Forget mind-altering drugs – learn a language

Australians have grown lazy about studying languages while our own has spread inexorably across the world, but we should make it a national priority.

I’m regularly astonished by the multilingual skills of my Indian relatives. Their first language is Tamil, but they were educated in English, and switch between the languages constantly when they talk among themselves, sometimes forgetting that I can’t understand the Tamil bits because the mix comes so naturally to them. (Either they forget, or are joking about me – I’m not quite sure…)

They also speak Hindi because it’s the national language, and some Sanskrit, too, because it’s the language of the Hindu scriptures.

India’s an extraordinarily multilingual country – it’s the second-largest market for English-language books nowadays – but there are many others. English is widely spoken in Western Europe, and in our own region, most Singaporeans and Malaysians tend to have two or three languages.

In the Philippines, most education is conducted in English and even the laws are written in it. Reading the local newspapers is always a fascinating exercise – the articles are in English, but drop in a few bits of idiomatic Tagalog, on the assumption that their readers are comfortable in both.

But we native speakers miss out when we float through the world in our English-speaking bubbles. There are millions of people out there who can swap between languages as rapidly as Aussie backpackers exchange empty tinnies for full ones.

Whenever I travel overseas, I feel lucky, and not just because the local media never, ever reports what Shane Warne’s said on I’m A Celebrity Get Me Out Of Here. When I visit a country where another language is spoken, I’m reminded how fortunate I am to have grown up speaking English.

Every airport has signage and forms that I can read, and even in remote corners of the earth, there’s still a good chance you’ll get by with a smattering of simple English words.

Sure, there are other options – you can always use hand gestures and mime, and one of my friends once managed to communicate which sort of restaurant he wanted to visit in Hanoi by showing his cyclo driver a picture of a dog. But English is nevertheless a handy language to speak.

French used to be considered the international language of diplomacy, but nowadays the most conspicuous place you’ll find it in international relations is when a few stubborn countries insist on making that awkward switch to “douze points” during Eurovision voting.
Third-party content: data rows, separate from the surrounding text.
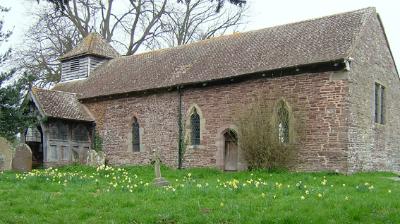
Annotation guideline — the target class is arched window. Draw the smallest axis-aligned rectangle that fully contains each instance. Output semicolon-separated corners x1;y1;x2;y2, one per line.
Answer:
132;117;140;152
277;100;289;143
190;108;200;145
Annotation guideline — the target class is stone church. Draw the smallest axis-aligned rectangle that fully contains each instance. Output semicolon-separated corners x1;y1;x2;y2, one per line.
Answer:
25;8;400;172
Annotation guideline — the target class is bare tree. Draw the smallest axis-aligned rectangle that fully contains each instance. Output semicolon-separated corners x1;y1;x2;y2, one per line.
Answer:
61;0;167;55
16;0;245;86
14;11;81;87
161;0;247;46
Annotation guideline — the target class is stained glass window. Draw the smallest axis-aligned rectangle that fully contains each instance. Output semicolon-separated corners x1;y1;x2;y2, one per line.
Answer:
132;118;140;152
190;109;200;145
278;101;289;143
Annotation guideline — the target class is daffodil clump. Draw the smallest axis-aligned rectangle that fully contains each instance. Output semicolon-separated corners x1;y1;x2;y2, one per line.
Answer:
0;166;400;223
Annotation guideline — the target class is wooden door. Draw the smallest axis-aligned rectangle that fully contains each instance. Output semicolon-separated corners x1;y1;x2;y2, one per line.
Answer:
224;133;238;171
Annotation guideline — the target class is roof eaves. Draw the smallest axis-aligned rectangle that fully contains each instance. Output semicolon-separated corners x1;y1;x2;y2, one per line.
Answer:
78;58;348;101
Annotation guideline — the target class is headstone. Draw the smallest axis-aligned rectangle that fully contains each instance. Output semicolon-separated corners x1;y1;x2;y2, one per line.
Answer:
153;150;169;186
12;144;32;172
0;137;13;171
86;150;106;167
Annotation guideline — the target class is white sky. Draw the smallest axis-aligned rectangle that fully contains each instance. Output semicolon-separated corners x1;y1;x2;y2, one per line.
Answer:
0;0;400;66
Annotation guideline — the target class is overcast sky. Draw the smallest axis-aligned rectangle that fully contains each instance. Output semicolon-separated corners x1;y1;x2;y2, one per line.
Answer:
0;0;400;66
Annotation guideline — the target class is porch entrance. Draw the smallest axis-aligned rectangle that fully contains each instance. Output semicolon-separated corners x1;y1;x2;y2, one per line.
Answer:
224;130;239;171
25;126;43;168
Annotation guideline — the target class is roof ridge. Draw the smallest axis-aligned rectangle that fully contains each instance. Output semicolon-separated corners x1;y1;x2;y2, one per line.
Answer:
346;7;376;57
125;7;376;60
32;87;78;96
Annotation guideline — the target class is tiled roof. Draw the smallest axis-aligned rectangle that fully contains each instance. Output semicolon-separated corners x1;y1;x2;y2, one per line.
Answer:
55;8;376;98
31;88;94;121
59;33;119;60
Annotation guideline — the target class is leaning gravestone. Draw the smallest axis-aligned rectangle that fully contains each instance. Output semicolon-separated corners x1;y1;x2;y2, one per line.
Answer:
0;137;12;171
12;144;32;172
86;150;106;167
153;150;169;187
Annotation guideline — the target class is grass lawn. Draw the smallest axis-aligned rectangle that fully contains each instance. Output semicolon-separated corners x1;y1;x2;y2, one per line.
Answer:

Pop singers from all over the world drop English words into their hits (check out Utada Hikaru’s J-pop classic ‘It’s Automatic’ for one especially tasty example), and garments across the world feature English words that make minimal sense to anyone who can comprehend the language – I particularly like this sweater, also from Japan, with ‘Benign’ written on it. The global reach of the internet seems likely to keep English on top for the foreseeable future.

I studied French in high school, and although I love speaking it, my opportunities to do so are so rare that I’ve grown very rusty, so much so that I can’t remember how to say “I’ve grown very rusty” in French – after all, Eurovision comes but once a year.
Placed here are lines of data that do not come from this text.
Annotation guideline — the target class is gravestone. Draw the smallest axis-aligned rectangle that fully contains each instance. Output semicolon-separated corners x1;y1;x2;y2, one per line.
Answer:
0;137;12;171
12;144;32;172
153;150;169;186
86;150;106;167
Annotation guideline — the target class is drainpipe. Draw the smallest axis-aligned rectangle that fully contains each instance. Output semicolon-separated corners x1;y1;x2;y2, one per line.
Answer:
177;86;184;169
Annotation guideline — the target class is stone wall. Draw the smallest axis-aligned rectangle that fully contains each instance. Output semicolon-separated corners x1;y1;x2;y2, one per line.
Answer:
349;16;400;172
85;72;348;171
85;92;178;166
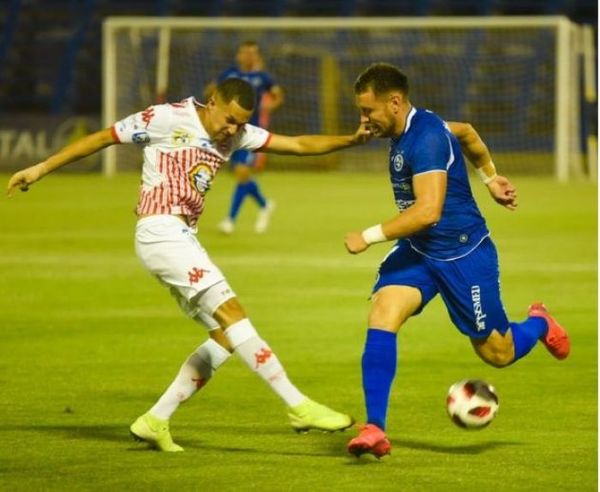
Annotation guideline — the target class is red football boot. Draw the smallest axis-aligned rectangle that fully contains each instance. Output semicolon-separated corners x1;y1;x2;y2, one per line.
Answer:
527;302;571;360
348;424;392;458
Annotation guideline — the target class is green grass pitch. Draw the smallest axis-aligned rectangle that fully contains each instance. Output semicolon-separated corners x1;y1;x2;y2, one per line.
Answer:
0;172;598;491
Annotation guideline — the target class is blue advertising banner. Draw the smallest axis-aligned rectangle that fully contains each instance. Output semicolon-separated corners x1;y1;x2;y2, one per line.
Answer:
0;114;101;172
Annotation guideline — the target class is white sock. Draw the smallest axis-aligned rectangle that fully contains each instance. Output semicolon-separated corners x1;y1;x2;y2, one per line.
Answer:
225;318;306;407
150;338;231;420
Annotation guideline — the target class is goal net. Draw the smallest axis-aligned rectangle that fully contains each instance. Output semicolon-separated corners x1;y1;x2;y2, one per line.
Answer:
103;17;586;180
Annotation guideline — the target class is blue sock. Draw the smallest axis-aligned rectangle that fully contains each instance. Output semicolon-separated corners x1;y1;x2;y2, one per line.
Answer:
510;316;548;363
229;182;250;221
362;328;397;429
247;179;267;208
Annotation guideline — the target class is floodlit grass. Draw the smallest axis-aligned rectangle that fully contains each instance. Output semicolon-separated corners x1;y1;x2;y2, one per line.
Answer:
0;173;597;491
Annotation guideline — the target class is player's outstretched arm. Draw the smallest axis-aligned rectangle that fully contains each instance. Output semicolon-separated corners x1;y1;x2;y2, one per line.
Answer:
7;128;117;196
260;124;372;155
447;121;517;210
But I learned enough to know that visiting a country is profoundly different when you can talk to the locals. I’ve been able to discover that many French people share my love for long, abstract conversations about the meaning of life that end up magnificently unresolved. I’ve also discovered that they all have at least one cousin living in Bondi.

Plus, when I speak French, I can also quickly dispel the instant assumption that I’m English. This immediately improves how people treat me, especially if I pretend that I’ve been surfing with their cousin Armand.
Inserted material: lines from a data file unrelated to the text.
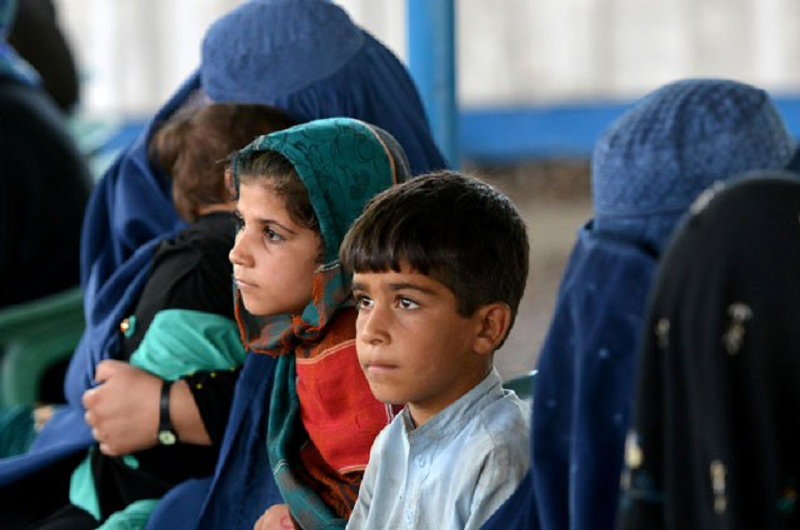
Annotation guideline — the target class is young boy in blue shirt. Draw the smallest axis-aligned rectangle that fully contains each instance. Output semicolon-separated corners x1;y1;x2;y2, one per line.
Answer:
340;172;530;530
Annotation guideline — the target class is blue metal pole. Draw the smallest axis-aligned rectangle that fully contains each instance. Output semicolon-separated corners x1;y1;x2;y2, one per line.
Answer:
407;0;460;169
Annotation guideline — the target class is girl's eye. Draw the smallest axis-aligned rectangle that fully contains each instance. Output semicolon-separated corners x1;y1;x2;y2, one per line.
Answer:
397;298;419;309
356;294;375;311
264;228;284;243
235;214;244;233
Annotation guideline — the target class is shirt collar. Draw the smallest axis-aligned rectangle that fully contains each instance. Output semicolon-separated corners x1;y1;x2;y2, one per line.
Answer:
403;368;504;442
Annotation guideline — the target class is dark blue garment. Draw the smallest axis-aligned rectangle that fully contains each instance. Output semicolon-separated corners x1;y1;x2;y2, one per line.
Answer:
0;0;445;528
147;354;283;529
484;225;657;530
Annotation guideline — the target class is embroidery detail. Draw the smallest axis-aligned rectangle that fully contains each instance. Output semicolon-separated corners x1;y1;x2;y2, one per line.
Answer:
722;302;753;355
119;315;136;339
625;431;644;469
656;318;669;350
690;180;725;215
776;478;797;515
711;460;728;515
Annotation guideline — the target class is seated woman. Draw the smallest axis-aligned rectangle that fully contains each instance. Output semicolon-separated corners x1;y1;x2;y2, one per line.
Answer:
618;172;800;530
3;104;291;528
0;0;91;308
486;79;796;530
0;0;444;528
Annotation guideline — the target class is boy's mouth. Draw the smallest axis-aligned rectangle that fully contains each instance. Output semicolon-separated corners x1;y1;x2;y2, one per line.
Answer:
234;278;258;289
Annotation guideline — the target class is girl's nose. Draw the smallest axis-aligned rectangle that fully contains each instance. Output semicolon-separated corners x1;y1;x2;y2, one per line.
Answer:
228;230;253;267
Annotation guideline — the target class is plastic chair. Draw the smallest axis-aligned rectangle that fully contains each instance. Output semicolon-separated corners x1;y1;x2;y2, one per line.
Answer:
0;287;85;406
503;370;536;402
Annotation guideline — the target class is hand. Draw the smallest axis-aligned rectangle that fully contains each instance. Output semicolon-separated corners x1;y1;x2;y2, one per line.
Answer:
83;361;164;456
253;504;300;530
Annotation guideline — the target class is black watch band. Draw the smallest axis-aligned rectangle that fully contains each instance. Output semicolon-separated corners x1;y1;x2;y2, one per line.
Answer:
158;381;178;445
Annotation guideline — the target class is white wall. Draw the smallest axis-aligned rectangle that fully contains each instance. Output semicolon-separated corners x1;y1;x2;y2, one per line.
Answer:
51;0;800;113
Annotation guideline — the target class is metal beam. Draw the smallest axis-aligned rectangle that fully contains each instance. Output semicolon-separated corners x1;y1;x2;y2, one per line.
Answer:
407;0;461;168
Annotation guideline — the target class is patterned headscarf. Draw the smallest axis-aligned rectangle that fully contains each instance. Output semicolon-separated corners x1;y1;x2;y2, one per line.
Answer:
0;0;39;86
620;172;800;530
592;79;796;250
232;118;409;355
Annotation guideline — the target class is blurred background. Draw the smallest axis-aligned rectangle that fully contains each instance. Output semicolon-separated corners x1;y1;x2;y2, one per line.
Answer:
40;0;800;377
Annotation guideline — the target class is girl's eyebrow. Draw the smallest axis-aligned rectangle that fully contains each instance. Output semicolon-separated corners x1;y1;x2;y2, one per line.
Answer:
238;208;297;236
255;219;297;236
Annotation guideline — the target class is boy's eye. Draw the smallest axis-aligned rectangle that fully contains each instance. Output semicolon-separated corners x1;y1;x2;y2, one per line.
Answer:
397;297;419;309
264;227;284;243
355;294;375;311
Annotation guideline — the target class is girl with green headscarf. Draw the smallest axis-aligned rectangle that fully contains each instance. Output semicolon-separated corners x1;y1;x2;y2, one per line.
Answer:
228;118;408;528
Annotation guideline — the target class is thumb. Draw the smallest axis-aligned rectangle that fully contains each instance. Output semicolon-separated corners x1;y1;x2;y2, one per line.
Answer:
94;360;125;383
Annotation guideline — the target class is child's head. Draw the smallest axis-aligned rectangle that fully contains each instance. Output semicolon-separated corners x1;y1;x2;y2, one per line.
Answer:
149;103;294;222
230;151;325;316
341;172;529;421
230;118;408;351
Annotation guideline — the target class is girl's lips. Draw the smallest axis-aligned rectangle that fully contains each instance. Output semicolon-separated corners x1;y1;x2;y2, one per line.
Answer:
366;363;397;375
235;278;257;289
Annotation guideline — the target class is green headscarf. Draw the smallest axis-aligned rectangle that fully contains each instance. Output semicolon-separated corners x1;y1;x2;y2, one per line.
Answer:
228;118;409;529
232;118;409;355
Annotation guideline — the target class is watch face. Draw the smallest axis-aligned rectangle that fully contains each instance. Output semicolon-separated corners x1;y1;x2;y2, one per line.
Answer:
158;431;177;445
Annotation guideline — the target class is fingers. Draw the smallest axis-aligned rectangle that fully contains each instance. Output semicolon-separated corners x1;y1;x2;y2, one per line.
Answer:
94;360;127;383
100;443;122;456
81;388;97;410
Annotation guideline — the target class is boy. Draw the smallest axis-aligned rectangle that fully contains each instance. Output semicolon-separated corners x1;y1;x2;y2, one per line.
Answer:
340;172;529;530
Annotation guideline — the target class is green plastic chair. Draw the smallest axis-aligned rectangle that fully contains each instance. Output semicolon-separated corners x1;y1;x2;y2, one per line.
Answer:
0;287;85;406
503;370;536;402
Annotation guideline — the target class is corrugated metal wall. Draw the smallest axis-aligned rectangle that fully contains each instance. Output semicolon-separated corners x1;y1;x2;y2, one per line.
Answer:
56;0;800;113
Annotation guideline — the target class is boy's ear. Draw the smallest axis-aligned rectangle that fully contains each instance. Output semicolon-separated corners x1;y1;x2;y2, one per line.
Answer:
475;302;511;355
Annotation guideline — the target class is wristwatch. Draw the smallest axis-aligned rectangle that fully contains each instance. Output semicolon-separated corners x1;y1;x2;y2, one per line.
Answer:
158;381;178;445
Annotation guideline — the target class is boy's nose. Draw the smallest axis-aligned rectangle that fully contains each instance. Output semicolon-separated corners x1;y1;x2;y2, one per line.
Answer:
356;307;389;346
228;230;253;267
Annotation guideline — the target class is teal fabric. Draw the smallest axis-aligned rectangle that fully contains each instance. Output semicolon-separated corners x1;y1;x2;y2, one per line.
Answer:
233;118;407;354
233;118;408;529
69;309;245;530
97;499;158;530
0;0;39;86
0;405;36;458
130;309;245;381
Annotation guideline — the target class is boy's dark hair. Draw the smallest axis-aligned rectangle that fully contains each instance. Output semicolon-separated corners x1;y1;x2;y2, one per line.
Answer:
236;151;325;262
148;103;295;222
340;171;529;340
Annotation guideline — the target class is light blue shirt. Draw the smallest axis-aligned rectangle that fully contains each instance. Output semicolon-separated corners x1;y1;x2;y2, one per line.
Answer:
347;370;530;530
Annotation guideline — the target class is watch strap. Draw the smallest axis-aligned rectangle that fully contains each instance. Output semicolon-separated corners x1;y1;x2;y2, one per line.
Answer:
158;381;178;445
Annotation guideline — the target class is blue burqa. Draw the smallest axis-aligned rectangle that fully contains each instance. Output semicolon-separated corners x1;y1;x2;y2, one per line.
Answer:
0;0;445;528
484;79;795;530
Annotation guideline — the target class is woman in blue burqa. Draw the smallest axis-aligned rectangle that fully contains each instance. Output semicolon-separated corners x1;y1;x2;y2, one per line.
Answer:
0;0;445;528
484;79;796;530
0;0;91;308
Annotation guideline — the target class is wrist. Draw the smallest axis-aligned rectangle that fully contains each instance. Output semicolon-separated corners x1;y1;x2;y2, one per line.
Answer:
158;381;178;445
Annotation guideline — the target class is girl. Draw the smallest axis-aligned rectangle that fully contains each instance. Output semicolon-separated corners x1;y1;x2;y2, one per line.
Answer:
216;118;408;529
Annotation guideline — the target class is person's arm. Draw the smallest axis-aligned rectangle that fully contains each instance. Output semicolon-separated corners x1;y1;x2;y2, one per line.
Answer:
84;224;238;455
464;437;530;530
347;436;386;530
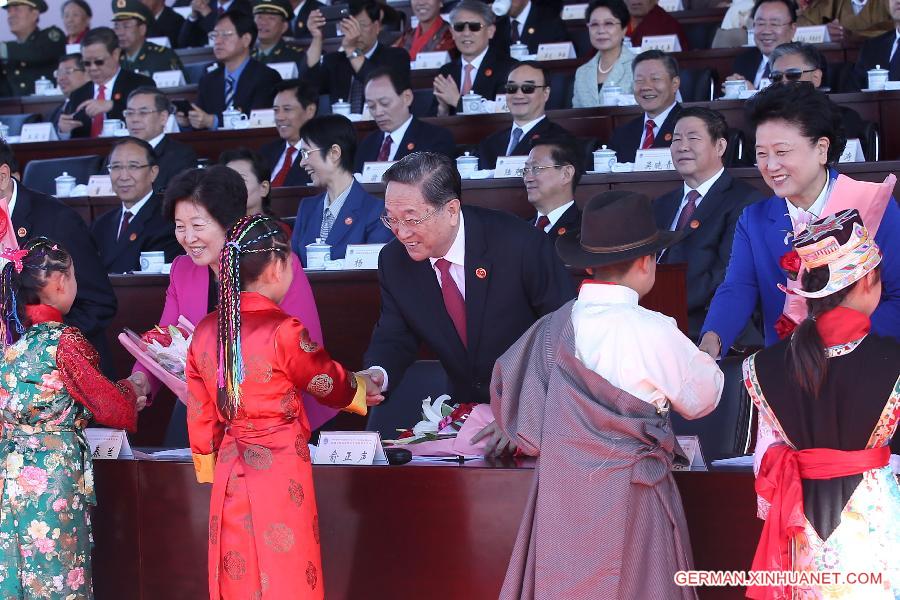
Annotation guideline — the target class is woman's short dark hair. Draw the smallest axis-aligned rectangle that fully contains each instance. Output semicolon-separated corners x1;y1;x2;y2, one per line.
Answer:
300;115;356;173
382;152;462;207
219;148;272;215
163;165;247;230
749;81;847;164
584;0;631;29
I do believe that, in general, multilingual people have richer lives. It not only adds enormously to the pleasure of travel and allows us to empathise with more people whose backgrounds are different to our own, but it exposes us to vastly different ways of thinking. It’s mind-expanding in a way that a yoga workshop never can be.

(Oh, and your yoga workshop? Full of Sanskrit.)

For instance, our relationship with our Indonesian neighbours isn’t always a comfortable one – how much better would we be able to understand our regular differences with them if we were literally able to understand them? It’s not just understanding the words, it’s understanding the culture, with priorities and assumptions that aren’t always like our own.

When Kevin Rudd spoke in Mandarin on his visit to China, he sent a potent diplomatic message to the Chinese leadership that he literally understood them. He may have somewhat undermined that message a few years later with those rat-related comments, but he’s nevertheless proof of the lifelong benefits that language study can bring.

Not only is being able to speak languages other than English invaluable for business connections, but it will enrich your life in many other respects, too. You can read Proust in the original French, and better still, you can tell people you can. Who knows, it may even lead to you becoming UN Secretary-General someday?